Mind Over Matter
Registered Senior Member
There are 3 myths in modern society.
1. Science and technology is our ultimate salvation
2. Human beings are basically good.
3. Science and technology can be controlled.
In the infant years of modern technology and science, when new cures where being discovered and new technology was making human labour a little lighter, people could be forgiven for thinking that science will bring us in to a new utopian age without suffering or poverty.
In the new millennium, history has made it brutally obvious that science can have the opposite effect, and as we continue in our technological and scientific achievements, that effect is in danger of outweighing the good. We already have nuclear bombs. In the future it appears nano technology and the ability to reprogram matter will be available to us, and relatively soon. The damage this could cause is tremendous. Whole populations could be silently wiped out over night.

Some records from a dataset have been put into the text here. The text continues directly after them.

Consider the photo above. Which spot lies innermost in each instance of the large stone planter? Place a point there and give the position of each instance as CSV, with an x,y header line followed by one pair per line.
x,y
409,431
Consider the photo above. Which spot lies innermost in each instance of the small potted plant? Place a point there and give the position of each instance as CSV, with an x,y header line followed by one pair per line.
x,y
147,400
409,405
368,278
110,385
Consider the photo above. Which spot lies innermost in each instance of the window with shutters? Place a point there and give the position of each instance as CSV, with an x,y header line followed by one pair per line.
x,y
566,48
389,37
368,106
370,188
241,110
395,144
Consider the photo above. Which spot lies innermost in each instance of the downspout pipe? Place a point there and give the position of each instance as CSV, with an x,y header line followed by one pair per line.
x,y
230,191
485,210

The truth is, science and technology is only as good for us as our ability to counter its negative effects. Some say, so long as its in the right hands such horrors can be averted or controlled. But what hands is the right hands? America? You gotta be kidding!! You only have to look at Hiroshima, to realise that western government is far from being the moral light of the future. And what in human history proves to any sufficient degree that humans are basically good? It seems to me that despite humanities moral achievements the evil of man far out weighs the good, and the fact that we have any kind of working order in society at all is only because necessity forces us to work together. I certainly don't see any evidence, accept for minority groups here and there, that people love each-other or really give a dame accept when it suits them. Apart from necessity human beings are largely selfish animals; some more so than others, but we are selfish none the less. No, I don't believe that human beings are basically good; although they are certainly intelligent enough to realise that we must have a certain degree of order so that the elite ten percent of the population can benefit. If it were the case that human beings were basically good we would already live in a better society than we are living in now.
I believe, despite the good intentions of human-beings, that science and technology will inevitably spin out of control and give an even more horrific potency to the words "survival of the fittest".

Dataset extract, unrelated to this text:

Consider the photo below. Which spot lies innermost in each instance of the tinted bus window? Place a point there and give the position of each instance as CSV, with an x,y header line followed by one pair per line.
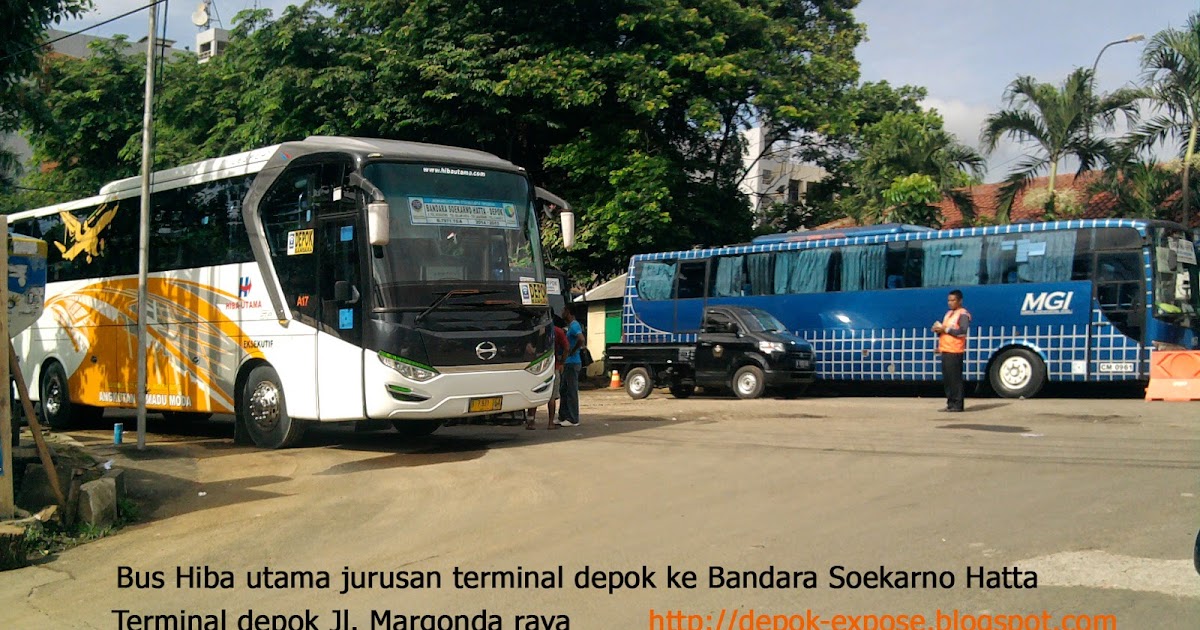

1. Science and technology is our ultimate salvation
2. Human beings are basically good.
3. Science and technology can be controlled.
In the infant years of modern technology and science, when new cures where being discovered and new technology was making human labour a little lighter, people could be forgiven for thinking that science will bring us in to a new utopian age without suffering or poverty.
In the new millennium, history has made it brutally obvious that science can have the opposite effect, and as we continue in our technological and scientific achievements, that effect is in danger of outweighing the good. We already have nuclear bombs. In the future it appears nano technology and the ability to reprogram matter will be available to us, and relatively soon. The damage this could cause is tremendous. Whole populations could be silently wiped out over night.
The truth is, science and technology is only as good for us as our ability to counter its negative effects. Some say, so long as its in the right hands such horrors can be averted or controlled. But what hands is the right hands? America? You gotta be kidding!! You only have to look at Hiroshima, to realise that western government is far from being the moral light of the future. And what in human history proves to any sufficient degree that humans are basically good? It seems to me that despite humanities moral achievements the evil of man far out weighs the good, and the fact that we have any kind of working order in society at all is only because necessity forces us to work together. I certainly don't see any evidence, accept for minority groups here and there, that people love each-other or really give a dame accept when it suits them. Apart from necessity human beings are largely selfish animals; some more so than others, but we are selfish none the less. No, I don't believe that human beings are basically good; although they are certainly intelligent enough to realise that we must have a certain degree of order so that the elite ten percent of the population can benefit. If it were the case that human beings were basically good we would already live in a better society than we are living in now.
I believe, despite the good intentions of human-beings, that science and technology will inevitably spin out of control and give an even more horrific potency to the words "survival of the fittest".